Costi insostenibili per le famiglie in questo periodo. La crisi economica ha effetti notevoli e con questo cresce anche l’inflazione. La cifra di 1850 euro non tornerà più nelle tasche degli italiani. 

Sono aumentati i costi pro capite. Spese enormi per le famiglie italiane che devono fronteggiare a questa emergenza. Ecco gli ultimi studi che certificano il tutto.

Cresce l’inflazione in Italia. A certificarlo è l’Istat che conferma come a giugno sia cresciuto dell’8%. I consumi totali all’anno sono aumentati di oltre 19 mila euro pro capite. Il contributo maggiore arriva dai rincari dell’energia, gas e carburanti: questo settore, complessivamente, raggiunge quota 1854 euro. A renderlo noto è l’Ufficio Studi di Confcommercio.

Per le famiglie italiane gli aumenti maggiori sono arrivati sul fronte energia. Il Governo è a lavoro per soccorrere i cittadini attraverso una serie di interventi per le fasce più deboli. La situazione però è molto seria sul tema dell’inflazione visto che anche in altri settori sono arrivati degli aumenti notevoli. Confcommercio conferma che anche altri settori sono stati messi da parte nei consumi delle famiglie. In particolar modo, dopo gli ultimi aumenti, c’è crisi nel mondo delle automotive e abbigliamento. Ecco come combattere l’inflazione all’8%, i consigli per le famiglie italiane.

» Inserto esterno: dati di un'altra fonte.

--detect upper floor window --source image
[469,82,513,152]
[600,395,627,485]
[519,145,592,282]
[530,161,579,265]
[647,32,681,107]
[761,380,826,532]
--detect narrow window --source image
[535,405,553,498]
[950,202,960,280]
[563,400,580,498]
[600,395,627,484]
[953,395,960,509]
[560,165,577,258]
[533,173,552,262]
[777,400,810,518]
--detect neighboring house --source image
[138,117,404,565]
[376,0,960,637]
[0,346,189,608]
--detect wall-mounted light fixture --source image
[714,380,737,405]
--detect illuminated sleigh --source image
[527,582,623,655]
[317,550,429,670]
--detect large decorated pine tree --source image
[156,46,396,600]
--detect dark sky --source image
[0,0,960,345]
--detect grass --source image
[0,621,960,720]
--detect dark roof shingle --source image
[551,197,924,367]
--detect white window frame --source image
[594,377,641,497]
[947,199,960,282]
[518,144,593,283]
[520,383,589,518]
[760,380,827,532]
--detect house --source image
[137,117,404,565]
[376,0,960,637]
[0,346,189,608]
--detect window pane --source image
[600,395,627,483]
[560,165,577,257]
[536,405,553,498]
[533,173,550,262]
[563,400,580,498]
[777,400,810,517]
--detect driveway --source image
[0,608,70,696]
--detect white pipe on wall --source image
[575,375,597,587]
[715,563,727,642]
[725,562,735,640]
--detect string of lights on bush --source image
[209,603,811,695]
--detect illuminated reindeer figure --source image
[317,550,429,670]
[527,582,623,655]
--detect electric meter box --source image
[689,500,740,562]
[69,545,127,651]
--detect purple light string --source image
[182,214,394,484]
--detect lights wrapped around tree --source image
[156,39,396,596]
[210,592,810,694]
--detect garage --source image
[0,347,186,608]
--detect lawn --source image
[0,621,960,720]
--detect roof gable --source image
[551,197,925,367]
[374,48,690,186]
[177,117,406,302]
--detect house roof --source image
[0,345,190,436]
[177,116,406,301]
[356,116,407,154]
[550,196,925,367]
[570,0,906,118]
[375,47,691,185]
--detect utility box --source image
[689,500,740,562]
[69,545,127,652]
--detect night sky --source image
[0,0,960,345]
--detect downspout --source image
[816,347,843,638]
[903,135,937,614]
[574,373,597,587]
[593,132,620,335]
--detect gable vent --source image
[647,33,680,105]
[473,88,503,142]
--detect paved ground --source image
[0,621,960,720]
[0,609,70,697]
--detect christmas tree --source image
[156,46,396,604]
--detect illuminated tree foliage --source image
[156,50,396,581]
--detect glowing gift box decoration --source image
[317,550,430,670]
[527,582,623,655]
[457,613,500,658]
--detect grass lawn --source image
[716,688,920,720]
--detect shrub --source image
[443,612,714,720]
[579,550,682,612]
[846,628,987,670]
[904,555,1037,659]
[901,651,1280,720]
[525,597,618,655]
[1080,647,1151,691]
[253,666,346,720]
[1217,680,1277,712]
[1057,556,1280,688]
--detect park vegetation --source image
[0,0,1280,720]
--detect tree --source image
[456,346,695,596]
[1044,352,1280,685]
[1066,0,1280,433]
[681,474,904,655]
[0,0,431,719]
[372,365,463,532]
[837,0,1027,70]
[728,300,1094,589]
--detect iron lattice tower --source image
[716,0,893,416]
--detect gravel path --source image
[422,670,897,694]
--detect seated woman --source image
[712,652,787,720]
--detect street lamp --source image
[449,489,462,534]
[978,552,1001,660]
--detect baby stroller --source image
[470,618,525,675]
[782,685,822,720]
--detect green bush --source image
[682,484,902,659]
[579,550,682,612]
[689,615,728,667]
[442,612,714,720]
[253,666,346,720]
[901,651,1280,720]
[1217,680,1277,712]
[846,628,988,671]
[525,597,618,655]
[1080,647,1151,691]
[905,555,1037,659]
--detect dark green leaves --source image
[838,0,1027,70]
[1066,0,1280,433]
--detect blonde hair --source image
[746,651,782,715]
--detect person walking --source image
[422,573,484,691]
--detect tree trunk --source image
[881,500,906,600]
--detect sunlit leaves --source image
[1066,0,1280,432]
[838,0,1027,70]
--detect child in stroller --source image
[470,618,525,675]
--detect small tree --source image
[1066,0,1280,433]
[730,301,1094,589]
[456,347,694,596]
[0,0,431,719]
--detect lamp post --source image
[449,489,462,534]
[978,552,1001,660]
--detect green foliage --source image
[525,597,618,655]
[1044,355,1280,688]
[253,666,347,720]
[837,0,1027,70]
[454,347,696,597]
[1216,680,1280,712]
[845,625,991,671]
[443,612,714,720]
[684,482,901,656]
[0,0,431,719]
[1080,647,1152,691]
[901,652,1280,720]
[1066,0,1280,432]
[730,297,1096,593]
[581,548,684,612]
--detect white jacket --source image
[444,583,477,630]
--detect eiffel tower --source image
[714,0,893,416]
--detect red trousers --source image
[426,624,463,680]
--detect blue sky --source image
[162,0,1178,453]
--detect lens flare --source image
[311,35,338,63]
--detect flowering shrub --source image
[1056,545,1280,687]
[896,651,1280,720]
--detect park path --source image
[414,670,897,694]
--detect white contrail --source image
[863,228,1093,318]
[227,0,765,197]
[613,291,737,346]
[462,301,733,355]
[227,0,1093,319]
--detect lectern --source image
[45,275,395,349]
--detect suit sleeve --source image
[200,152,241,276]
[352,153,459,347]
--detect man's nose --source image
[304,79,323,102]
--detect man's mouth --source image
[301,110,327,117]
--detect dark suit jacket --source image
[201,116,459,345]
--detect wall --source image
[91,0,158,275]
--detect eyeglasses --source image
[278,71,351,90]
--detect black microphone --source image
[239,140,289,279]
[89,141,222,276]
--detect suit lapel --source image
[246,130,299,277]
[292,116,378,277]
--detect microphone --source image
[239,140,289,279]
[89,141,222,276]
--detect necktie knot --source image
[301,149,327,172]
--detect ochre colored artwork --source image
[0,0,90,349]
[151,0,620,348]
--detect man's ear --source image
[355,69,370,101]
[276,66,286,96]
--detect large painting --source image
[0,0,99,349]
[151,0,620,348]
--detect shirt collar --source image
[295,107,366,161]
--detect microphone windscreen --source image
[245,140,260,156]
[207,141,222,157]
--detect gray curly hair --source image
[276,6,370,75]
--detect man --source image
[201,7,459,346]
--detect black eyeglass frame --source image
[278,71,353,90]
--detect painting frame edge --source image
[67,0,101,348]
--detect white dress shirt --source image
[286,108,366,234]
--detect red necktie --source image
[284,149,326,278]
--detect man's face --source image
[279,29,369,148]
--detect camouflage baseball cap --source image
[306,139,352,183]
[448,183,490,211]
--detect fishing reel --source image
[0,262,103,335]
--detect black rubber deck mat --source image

Ci sono spese ordinarie a cui non è possibile far a meno. Bollette di energia, gas, acqua, smaltimento rifiuti e affitti: su questo è impossibile risparmiare. Il valore va in base al mercato ed è per questo che, al momento, la situazione è molto critica. Rappresenta una spesa enorme per molte famiglie italiane che devono far fronte a questi costi così elevati, dopo gli ultimi aumenti che sono arrivati. E non è finita qui.

C’è poi il tema relativo alle spese legate alle assicurazioni, carburanti e manutenzione. C’è stata una riduzione a causa del Covid, nell’ultimo periodo. Le previsioni però sono negative. E’ previsto, infatti, un aumento con il ritorno ai livelli pre pandemici.